Jenks Arts District Introduces Lectures

Managing Editor

Making art more accessible. That is the concept behind the creation of the Third Thursday Lecture Series. The series is the first endeavor by the arts council, the governing body for downtown Jenks’ arts district, which encompasses Main Street.
The idea for the district began early last year as a way to expand artistic servings in Jenks, says Jenks Communications Director Nick DeMoss.

The arts district includes Jenks’ long-established antiques district, therefore, its full, official name being the arts and antiques district. “We are focused on enhancing what we already have on Main Street and that includes our antiques district,” he says.

Once the arts district was formed, the idea for the lectures came about soon after that.

“It gives people the opportunity to see art who might not otherwise,” he says.
The free presentations are held in the Dr.
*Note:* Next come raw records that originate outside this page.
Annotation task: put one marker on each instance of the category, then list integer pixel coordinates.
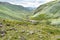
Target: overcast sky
(27, 3)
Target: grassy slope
(48, 10)
(29, 32)
(13, 11)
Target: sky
(27, 3)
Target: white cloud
(28, 3)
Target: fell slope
(49, 10)
(16, 12)
(14, 30)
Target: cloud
(27, 3)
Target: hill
(16, 30)
(16, 12)
(48, 10)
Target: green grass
(15, 12)
(40, 31)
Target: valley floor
(10, 30)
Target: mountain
(50, 10)
(16, 12)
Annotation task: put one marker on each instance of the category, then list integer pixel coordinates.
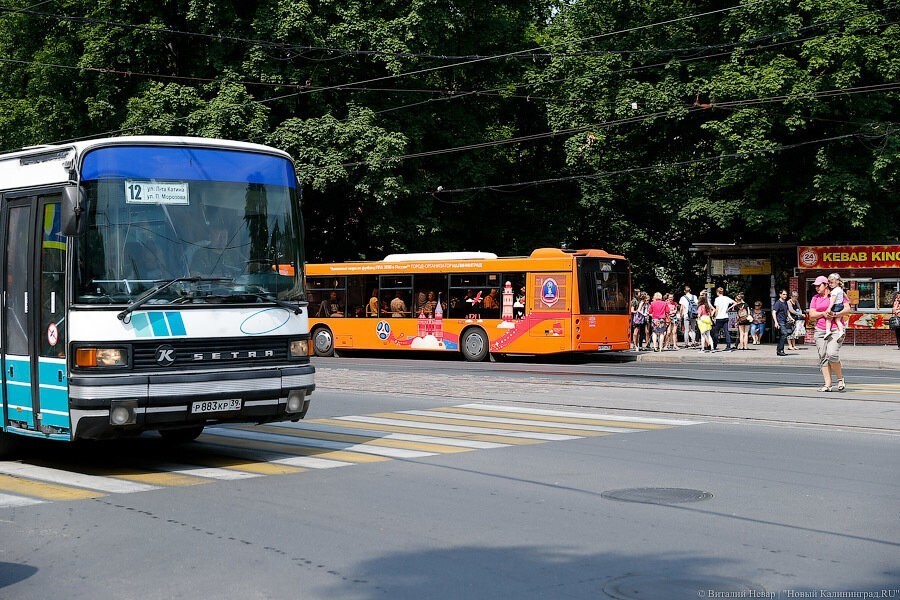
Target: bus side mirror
(72, 211)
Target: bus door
(33, 333)
(19, 396)
(548, 297)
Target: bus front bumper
(187, 400)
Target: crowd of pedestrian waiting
(703, 321)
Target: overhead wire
(453, 64)
(644, 117)
(603, 174)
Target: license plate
(216, 405)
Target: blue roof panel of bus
(189, 164)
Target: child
(836, 304)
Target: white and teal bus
(150, 283)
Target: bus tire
(182, 435)
(7, 444)
(474, 344)
(323, 342)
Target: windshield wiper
(295, 308)
(153, 292)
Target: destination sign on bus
(156, 192)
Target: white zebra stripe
(460, 428)
(7, 500)
(90, 482)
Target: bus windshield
(226, 223)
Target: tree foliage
(502, 125)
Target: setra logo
(165, 355)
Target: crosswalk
(230, 453)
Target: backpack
(692, 307)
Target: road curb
(765, 357)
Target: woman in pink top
(827, 346)
(658, 311)
(706, 312)
(672, 310)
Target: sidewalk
(859, 357)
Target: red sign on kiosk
(848, 257)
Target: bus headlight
(299, 349)
(123, 412)
(101, 357)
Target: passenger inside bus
(331, 307)
(372, 308)
(421, 300)
(398, 306)
(492, 304)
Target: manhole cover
(657, 495)
(666, 587)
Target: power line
(528, 54)
(603, 174)
(887, 87)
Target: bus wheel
(323, 342)
(181, 436)
(7, 444)
(474, 345)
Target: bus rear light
(101, 357)
(297, 402)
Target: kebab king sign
(848, 257)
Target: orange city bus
(472, 302)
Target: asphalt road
(440, 479)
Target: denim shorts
(829, 349)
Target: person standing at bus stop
(779, 321)
(895, 312)
(828, 346)
(689, 307)
(723, 304)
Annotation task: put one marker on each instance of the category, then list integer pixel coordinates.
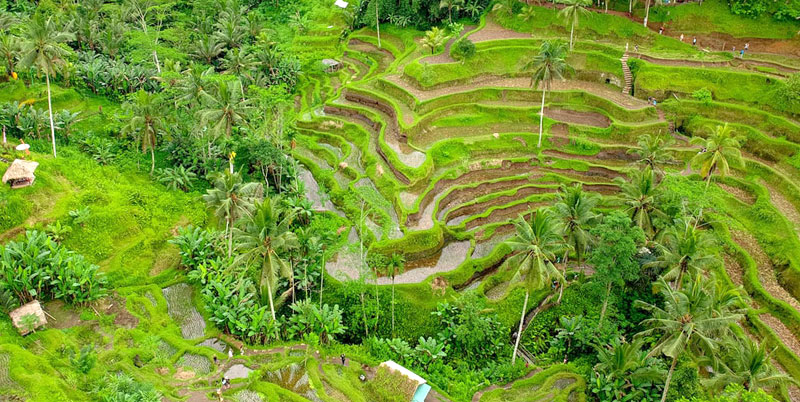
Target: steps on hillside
(626, 72)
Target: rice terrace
(400, 200)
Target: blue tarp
(422, 392)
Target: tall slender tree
(574, 208)
(720, 152)
(572, 12)
(686, 322)
(231, 199)
(42, 48)
(536, 243)
(264, 236)
(546, 66)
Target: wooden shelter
(20, 173)
(32, 308)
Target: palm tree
(226, 108)
(720, 152)
(651, 151)
(639, 196)
(572, 13)
(41, 48)
(433, 39)
(231, 199)
(647, 9)
(450, 5)
(505, 5)
(686, 321)
(395, 266)
(549, 64)
(684, 249)
(574, 209)
(536, 244)
(146, 121)
(748, 363)
(207, 49)
(264, 236)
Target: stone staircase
(626, 72)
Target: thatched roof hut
(32, 308)
(20, 173)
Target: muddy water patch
(183, 312)
(449, 258)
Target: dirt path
(766, 272)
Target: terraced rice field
(450, 161)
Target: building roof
(31, 308)
(20, 169)
(393, 366)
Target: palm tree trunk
(377, 23)
(541, 116)
(50, 110)
(271, 305)
(230, 236)
(605, 305)
(392, 305)
(321, 280)
(571, 32)
(519, 332)
(669, 377)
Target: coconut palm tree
(647, 9)
(627, 362)
(651, 151)
(572, 12)
(395, 266)
(536, 244)
(225, 107)
(574, 208)
(231, 199)
(264, 236)
(146, 121)
(720, 152)
(686, 322)
(433, 39)
(548, 65)
(639, 196)
(748, 363)
(42, 48)
(684, 249)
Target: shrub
(703, 95)
(463, 49)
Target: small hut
(20, 173)
(331, 65)
(32, 308)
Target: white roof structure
(393, 366)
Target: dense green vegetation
(249, 200)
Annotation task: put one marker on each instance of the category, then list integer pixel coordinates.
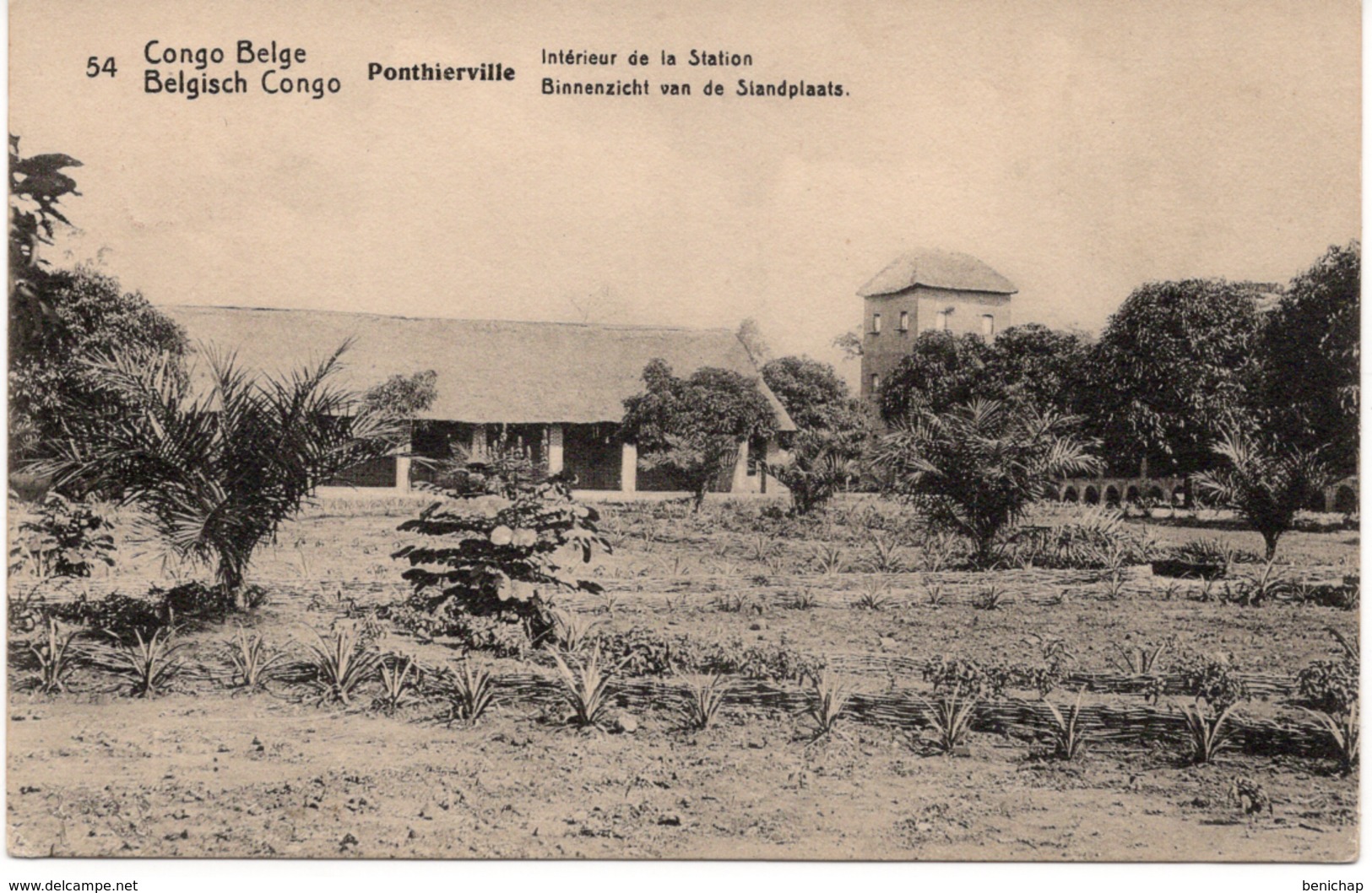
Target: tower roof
(937, 269)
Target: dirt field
(203, 771)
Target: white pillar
(402, 461)
(740, 483)
(555, 449)
(629, 468)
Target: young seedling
(399, 684)
(830, 700)
(586, 689)
(252, 660)
(704, 699)
(147, 664)
(469, 691)
(57, 658)
(1069, 739)
(340, 663)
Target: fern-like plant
(147, 664)
(57, 656)
(469, 691)
(252, 660)
(340, 663)
(827, 706)
(704, 699)
(586, 688)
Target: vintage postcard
(696, 431)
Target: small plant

Kirby A. Lehman Center for the Study of Mathematics and Science on the Jenks High School main campus, 205 E. B St., at 6:30 p.m.

The first event, on Jan. 16, nearly filled the 120-seat planetarium and featured images from the Sistine Chapel and a subsequent discussion with AP art instructor Jill Flummerfelt and planetarium Director Dan Zielinski.

“Art doesn’t mean just paintings or sculptures,” says DeMoss. “It’s also technology, performance art, dance.”

On Feb. 20, Ken Busby, executive director and chief information officer for the Arts and Humanities Council of Tulsa, will speak. Busby has also worked as the director of development for the Tulsa Zoo and with the Gilcrease Museum. During his time leading the Arts and Humanities Council, Busby has overseen tremendous growth in the downtown Tulsa arts community and continues to be a leading voice for the arts in Oklahoma and beyond.

The lecture series will continue through May. Other speakers will include flute maker Nelson Harjo of the Muscogee (Creek) Nation and State Poet Laureate Nathan Brown, a distinguished musician, photographer and poet.

DeMoss expects the lecture series to become a regular occurrence that will correspond with the fall and spring school schedule. The series is planned to end in June and resume in September.

Next for the arts district is the completion of an arts incubator near 1st and Main Street.

The building was previously used by the Oklahoma Aquarium and will be refurbished and turned into a gallery and studio space for artists.

“We are currently in the phase of looking at what other art incubators have done,” DeMoss says. “We are not yet sure what it will look like yet, how much space will be devoted to gallery and how much to studio space.”

Completion of the arts incubator is planned for later this year.